Parte dal suo Senegal, lascia mamma, fratello e sorella. Il suo è un viaggio che dura a lungo.«Solo una manciata di giorni – spiega aiutandosi a gesti – per superare Mali, Burkina Faso e Niger; i problemi, purtroppo, cominciano come sempre in Libia, sei mesi da recluso: acciuffato col pretesto di documenti insoddisfacenti, mi hanno sbattuto in prigione, pane e acqua, come tanta altra gente; in un angolo e zitto, unica azione consentita: una telefonata a casa, per chiedere soldi, unica condizione per essere lasciato libero».

Come fosse un riscatto. «Millecinquecento dinari libici, poco meno di mille euro, per noi davvero tanto: ma in Libia è così, paghi ed esci, non paghi e resti lì, pane e acqua; e quando gli gira, e purtroppo ai nostri sorveglianti girava spesso e volentieri, ti picchiano con qualsiasi cosa abbiano fra le mani».

…In Libia, torture e soldi per il riscatto

Un calcio di un fucile, una pistola, il tacco di uno stivale. Il dramma è il volto di Omar. Cambia espressione in pochi istanti, smette di sorridere, si fa serio. Scopre una spalla. «Quando si stancano di riempirti di botte, perché per un qualsiasi motivo non sono ancora arrivati i soldi, passano al coltello: queste sulla mia spalla sono cicatrici provocate dall’uso di un coltello con una lama tagliente, di quelle che ti aprono in due un ananas lanciato per aria: è il loro sistema di metterti paura, poi passano alle vie di fatto; ti si avvicinano, mostrano la punta della lama e te la fanno “assaggiare”…».

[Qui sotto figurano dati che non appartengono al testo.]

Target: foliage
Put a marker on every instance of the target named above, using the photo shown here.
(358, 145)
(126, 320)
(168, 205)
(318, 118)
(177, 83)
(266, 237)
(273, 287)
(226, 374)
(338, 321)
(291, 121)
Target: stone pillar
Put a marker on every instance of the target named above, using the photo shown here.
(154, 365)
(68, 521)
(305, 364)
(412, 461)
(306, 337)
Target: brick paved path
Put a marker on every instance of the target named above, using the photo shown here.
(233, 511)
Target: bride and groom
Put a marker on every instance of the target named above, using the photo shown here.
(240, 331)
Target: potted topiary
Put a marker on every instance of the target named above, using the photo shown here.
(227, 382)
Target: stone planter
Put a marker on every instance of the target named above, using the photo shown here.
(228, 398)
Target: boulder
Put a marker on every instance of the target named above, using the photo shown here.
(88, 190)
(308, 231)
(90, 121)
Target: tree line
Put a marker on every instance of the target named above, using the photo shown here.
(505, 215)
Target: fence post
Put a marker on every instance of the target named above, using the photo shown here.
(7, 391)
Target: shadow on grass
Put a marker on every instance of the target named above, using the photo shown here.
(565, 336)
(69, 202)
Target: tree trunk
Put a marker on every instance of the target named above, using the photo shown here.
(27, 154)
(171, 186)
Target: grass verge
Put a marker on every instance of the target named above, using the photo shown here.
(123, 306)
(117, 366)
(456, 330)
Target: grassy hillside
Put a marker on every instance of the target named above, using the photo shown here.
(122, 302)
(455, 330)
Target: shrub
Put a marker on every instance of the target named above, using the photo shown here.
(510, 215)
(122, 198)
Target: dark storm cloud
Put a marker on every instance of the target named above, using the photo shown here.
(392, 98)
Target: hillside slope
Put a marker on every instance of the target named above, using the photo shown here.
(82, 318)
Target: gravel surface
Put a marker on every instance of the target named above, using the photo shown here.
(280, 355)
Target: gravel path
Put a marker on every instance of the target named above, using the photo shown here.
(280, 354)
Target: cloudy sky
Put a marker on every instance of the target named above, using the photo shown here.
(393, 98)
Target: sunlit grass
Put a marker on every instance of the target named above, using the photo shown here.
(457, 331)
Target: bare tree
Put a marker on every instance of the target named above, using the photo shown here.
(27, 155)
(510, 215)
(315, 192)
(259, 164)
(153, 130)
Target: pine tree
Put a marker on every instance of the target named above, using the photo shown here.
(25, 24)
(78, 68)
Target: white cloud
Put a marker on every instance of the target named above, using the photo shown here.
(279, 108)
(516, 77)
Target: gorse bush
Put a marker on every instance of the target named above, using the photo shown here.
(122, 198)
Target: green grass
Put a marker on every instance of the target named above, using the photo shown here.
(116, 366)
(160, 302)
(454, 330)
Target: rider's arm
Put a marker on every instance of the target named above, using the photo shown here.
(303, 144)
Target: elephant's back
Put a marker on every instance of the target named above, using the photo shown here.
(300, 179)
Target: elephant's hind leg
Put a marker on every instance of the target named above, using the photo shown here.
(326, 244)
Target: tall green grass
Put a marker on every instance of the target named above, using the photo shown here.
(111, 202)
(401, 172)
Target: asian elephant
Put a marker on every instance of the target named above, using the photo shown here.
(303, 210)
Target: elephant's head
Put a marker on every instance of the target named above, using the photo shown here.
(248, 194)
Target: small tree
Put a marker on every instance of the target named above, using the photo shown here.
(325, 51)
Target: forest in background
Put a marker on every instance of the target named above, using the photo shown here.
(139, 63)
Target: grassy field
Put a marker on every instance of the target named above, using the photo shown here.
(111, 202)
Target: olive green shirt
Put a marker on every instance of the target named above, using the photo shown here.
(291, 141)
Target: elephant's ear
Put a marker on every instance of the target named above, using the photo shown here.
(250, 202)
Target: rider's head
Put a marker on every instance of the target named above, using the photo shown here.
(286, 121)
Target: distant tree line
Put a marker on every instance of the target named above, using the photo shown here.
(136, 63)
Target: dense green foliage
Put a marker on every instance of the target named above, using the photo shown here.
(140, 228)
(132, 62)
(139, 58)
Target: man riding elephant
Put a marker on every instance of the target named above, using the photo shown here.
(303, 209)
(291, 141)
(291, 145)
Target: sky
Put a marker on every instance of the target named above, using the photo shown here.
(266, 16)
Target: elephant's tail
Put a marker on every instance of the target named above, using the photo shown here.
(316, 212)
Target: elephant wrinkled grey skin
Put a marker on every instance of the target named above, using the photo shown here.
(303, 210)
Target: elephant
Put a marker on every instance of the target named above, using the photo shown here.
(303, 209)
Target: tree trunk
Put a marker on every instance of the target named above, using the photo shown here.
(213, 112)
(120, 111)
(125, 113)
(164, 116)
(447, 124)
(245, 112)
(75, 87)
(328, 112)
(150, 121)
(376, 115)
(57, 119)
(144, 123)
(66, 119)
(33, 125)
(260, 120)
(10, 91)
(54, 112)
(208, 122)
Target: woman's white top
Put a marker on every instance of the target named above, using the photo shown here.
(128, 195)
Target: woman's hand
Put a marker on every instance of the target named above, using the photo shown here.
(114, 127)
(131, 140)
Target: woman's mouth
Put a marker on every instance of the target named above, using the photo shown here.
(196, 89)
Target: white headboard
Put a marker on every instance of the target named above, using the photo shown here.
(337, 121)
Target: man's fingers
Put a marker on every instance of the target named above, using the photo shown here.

Omar, al collo una sciarpa, tifa Senegal. «Felice di andare ai Mondiali di calcio – dice orgoglioso –ma nel nostro Centro di accoglienza di “Costruiamo Insieme” abbiamo visto le due partite dell’Italia con la Svezia: abbiamo tifato come se fosse la nostra squadra del cuore; molti amici italiani il giorno dopo l’esclusione dalla competizione erano addolorati, mi è dispiaciuto molto: loro hanno vinto un sacco di Mondiali, per noi è un motivo di vanto già parteciparvi».

Ancora calcio. «Gioco nel campo di calcio di Talsano – racconta Omar – allenato da mister Diego Lecce, è il tecnico che ha “inventato” l’Africa United, che il Cielo lo benedica! Gioco in attacco, ma il giocatore senegalese più forte è Kara Mbodj, un difensore, uno che sa farsi rispettare».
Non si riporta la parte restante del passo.